L'épéiste s'arrêta juste avant de passer l'arche qui marquait l'entrée des catacombes, soudain hésitant. Le "gardien" du pont s'était montré bien plus redoutable que prévu. En plus d'être anormalement grand, le squelette avait fait montre d'intelligence, de prudence et de stratégie. Sa force nouvelle lui avait permit de vaincre sans grande difficulté, mais si les revenants squelettiques qui l'attendaient plus loin – car, il n'en doutait pas, il y en aurait d'autres ; beaucoup d'autres – se révélaient être aussi dangereux, la précaution dont le Chercheur de Flamme avait fait preuve jusque-là risquait de ne pas suffire.

Les longs couloirs – tous semblables les uns aux autres –, les escaliers, les échelles, les passages secrets, les ponts et les tunnels se croisaient, se coupaient, s'enchevêtraient en d'innombrables intersections, carrefours et embranchements, faisant de la crypte un véritable dédale. Le chevalier tira un nouveau prisme de sa sacoche et le laissa, bien en évidence, au milieu du passage.
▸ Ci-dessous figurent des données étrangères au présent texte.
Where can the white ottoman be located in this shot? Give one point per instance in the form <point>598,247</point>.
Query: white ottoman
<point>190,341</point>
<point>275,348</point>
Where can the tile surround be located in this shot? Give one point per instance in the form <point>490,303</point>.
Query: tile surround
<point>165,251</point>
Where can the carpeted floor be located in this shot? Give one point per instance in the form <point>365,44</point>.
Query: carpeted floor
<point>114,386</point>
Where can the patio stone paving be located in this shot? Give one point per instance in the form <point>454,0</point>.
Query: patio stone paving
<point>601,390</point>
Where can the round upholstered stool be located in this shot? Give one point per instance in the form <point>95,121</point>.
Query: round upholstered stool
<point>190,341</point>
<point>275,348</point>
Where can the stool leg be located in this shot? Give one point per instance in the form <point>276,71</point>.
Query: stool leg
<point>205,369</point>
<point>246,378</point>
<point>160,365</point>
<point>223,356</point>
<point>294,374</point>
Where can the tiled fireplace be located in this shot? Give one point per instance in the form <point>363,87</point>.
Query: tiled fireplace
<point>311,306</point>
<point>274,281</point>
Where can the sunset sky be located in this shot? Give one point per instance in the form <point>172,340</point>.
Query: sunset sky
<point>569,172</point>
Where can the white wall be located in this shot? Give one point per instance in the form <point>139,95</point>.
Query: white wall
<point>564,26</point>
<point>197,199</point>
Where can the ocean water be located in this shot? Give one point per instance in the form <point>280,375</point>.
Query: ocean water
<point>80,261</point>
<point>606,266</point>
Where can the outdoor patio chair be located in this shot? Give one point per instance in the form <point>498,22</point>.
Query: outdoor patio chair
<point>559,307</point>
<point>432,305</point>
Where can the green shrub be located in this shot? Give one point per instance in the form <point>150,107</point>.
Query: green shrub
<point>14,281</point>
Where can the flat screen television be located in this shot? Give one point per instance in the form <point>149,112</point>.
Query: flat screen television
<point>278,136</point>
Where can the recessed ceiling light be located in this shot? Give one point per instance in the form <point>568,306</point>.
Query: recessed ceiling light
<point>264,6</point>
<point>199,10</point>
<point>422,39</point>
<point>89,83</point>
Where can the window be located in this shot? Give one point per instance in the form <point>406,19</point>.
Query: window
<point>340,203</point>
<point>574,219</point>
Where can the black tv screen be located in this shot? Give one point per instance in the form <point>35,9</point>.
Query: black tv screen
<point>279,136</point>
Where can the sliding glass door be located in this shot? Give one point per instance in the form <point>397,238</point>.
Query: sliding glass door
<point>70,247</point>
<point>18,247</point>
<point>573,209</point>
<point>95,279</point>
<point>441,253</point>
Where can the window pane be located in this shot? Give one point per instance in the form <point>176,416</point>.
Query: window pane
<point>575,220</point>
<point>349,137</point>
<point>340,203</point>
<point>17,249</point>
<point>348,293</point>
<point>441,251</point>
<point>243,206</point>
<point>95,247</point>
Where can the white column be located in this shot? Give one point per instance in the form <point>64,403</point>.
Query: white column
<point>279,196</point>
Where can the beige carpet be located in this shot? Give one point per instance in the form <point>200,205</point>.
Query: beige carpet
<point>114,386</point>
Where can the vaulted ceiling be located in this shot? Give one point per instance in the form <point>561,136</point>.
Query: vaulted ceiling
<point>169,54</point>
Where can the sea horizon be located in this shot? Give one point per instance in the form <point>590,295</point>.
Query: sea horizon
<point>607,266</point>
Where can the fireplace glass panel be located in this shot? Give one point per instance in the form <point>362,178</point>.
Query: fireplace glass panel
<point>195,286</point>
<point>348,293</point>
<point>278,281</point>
Les petites pierres luminescentes n'avaient pas été d'une grande aide dans le marais, mais l'étaient bien davantage dans ces couloirs tortueux où elles se détachaient ostensiblement de la pierre sombre.
S'il n'avait tant besoin de son bouclier, le porte-braise l'aurait très probablement troqué pour une torche. Les entrailles labyrinthiques de la nécropole étaient bien plus obscures que l'entrée. Les murs, percés à même la roche de caveaux laissés à l'air libre, semblaient boire la lumière des flambeaux épars. L'endroit devait servir depuis des siècles et siècles tant il y avait d'ossements, d'urnes funéraires et de restes humains en tout genre. Et parfois, les restes en question s'animaient pour prendre les armes.
La première fois qu'il avait vu un tas d'ossements dans le chemin, Hélios avait presque ri de la grossièreté de l'embuscade et ne s'était pas étonné de le voir prendre vie. Il avait été bien plus surpris de voir le squelette se relever après avoir été mis en pièces. Il avait fallu que le guerrier broie le cr?ne du mort sous sa botte pour en être débarrassé définitivement. Mais les squelettes isolés étaient rares et les "gardiens" – comme celui du pont – plus nombreux que le revenant embrasé ne l'aurait voulu.
Le Traque-Seigneurs avait été également déconcerté quand une dalle s'était enfoncée sous son poids avec un "clic" discret. Une volée de flèches en flammes avait alors surgit du bout du couloir. Fort heureusement, le porte-braise gardait presque toujours son bouclier levé et avait paré sans difficulté. Mais là encore, la répétition de ces mauvaises surprises rendait Hélios plus nerveux que prudent. Il n'avan?ait plus que lentement, vérifiant presque chacun de ses pas.


Bravo, et merci, à ceux qui continuent de me lire (s'il y en a).